Question

An open tank with a square base and vertical sides is to be constructed from a metal sheet so as to hold a given quantity of water. Show that the cost of the material will be least when the depth of the tank is half of its width.

Answer 1

Hint: Since we have a square base, so let us assume that the side of the base is x, and the height of the container is y. Find the volume (V) and total surface area (S) of the container by using the formula: $V=lbh$ and $S=2\left( lb+bh+lh \right)$. Since it is mentioned that the tank will hold a given quantity of water, so the volume will be constant. So, if we need to find the least cost of material, we need to minimize the surface area. So, find the derivative of total surface area with respect to x, and the maximum or minimum value of surface area lies at \[\dfrac{dS}{dx}=0\]
Now, to check whether \[\dfrac{dS}{dx}=0\] is maxima or minima, differentiate $\dfrac{dS}{dx}$ with respect to x. If \[\dfrac{{{d}^{2}}S}{d{{x}^{2}}}>0\], it is minima, else it is maxima. Then, find the relation between x and y.

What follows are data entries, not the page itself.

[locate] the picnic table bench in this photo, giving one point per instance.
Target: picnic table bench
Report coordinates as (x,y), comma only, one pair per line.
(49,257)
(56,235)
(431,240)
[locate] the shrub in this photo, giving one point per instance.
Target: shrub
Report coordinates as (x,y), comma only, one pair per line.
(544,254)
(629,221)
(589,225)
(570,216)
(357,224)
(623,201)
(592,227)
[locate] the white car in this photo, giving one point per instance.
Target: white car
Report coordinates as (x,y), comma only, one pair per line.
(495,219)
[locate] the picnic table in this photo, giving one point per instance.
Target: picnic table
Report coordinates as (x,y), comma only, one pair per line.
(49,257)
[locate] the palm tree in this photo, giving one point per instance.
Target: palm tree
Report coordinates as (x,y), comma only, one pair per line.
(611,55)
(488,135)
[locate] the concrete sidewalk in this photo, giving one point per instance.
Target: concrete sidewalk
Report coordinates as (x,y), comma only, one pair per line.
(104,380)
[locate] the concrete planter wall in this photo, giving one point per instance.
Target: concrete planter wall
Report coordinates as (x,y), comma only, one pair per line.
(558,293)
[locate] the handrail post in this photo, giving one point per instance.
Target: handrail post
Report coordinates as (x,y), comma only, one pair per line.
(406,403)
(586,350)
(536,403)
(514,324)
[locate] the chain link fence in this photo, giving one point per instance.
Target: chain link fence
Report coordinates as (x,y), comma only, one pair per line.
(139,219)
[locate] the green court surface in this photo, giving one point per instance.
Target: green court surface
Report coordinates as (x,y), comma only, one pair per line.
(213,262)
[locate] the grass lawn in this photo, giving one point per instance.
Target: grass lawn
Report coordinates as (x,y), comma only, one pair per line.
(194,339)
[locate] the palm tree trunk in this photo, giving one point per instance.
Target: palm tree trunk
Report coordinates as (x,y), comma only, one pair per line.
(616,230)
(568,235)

Complete step by step answer:
As we have assumed that the side of the base is x and the height of the container is y.
So, by using the formula: $V=lbh$ and $S=2\left( lb+bh+lh \right)$, we have:
The volume of container:
 \[\begin{align}
  & V=x\times x\times y \\
 & ={{x}^{2}}y......(1)
\end{align}\]
The total surface area of container:
$\begin{align}
  & S=2\left( x\times x+x\times y+x\times y \right) \\
 & =2{{x}^{2}}+4xy......(2)
\end{align}$
Since it is open thank, so the upper surface area would be subtracted from the total surface area, we have:
$S={{x}^{2}}+4xy......(3)$
We can write surface area as: $S={{x}^{2}}+\dfrac{4V}{x}......(4)$
Since the volume of the container is constant. So, if we need to find the least cost of material, we need to minimize the surface area.
So, to find the derivative of total surface area with respect to x, we get:
$\dfrac{dS}{dx}=2x-\dfrac{4V}{{{x}^{2}}}......(5)$
To find maxima or minima value of the surface area, put \[\dfrac{dS}{dx}=0\], we get:
$\begin{align}
  & \Rightarrow 2x-\dfrac{4V}{{{x}^{2}}}=0 \\
 & \Rightarrow 2x=\dfrac{4V}{{{x}^{2}}} \\
 & \Rightarrow 2{{x}^{3}}=4V......(6) \\
\end{align}$
Since we have: $V={{x}^{2}}y$, so we can write equation (6) as:
$\begin{align}
  & \Rightarrow 2{{x}^{3}}=4{{x}^{2}}y \\
 & \Rightarrow x=2y \\
\end{align}$
So, we have depth as half of the width. But we need to confirm that this is the minimum value. So, differentiate $\dfrac{dS}{dx}$ with respect to x and check for various conditions.
Differentiating equation (5) with respect to x, we get:
$\dfrac{{{d}^{2}}S}{d{{x}^{2}}}=2+\dfrac{8V}{{{x}^{3}}}......(7)$
Clearly, \[\dfrac{{{d}^{2}}S}{d{{x}^{2}}}>0\] for any value of x, we can say that, the function is the minimum value of surface area.
Hence proved that the cost of the material will be least when the depth of the tank is half of its width.

Note:
Since it is mentioned in the question that the container has a square base, so we took the length and width of the container as x and height as h. The students must use the formula for the surface area as $S=2\left( lb+bh+lh \right)$ and not as $S=\left( lb+bh+lh \right)$ by mistake. Some students stop after finding the first derivative and conclude their answer. But, that is not the correct way to proceed. They must perform the second derivative test and make sure that the function is a minimum.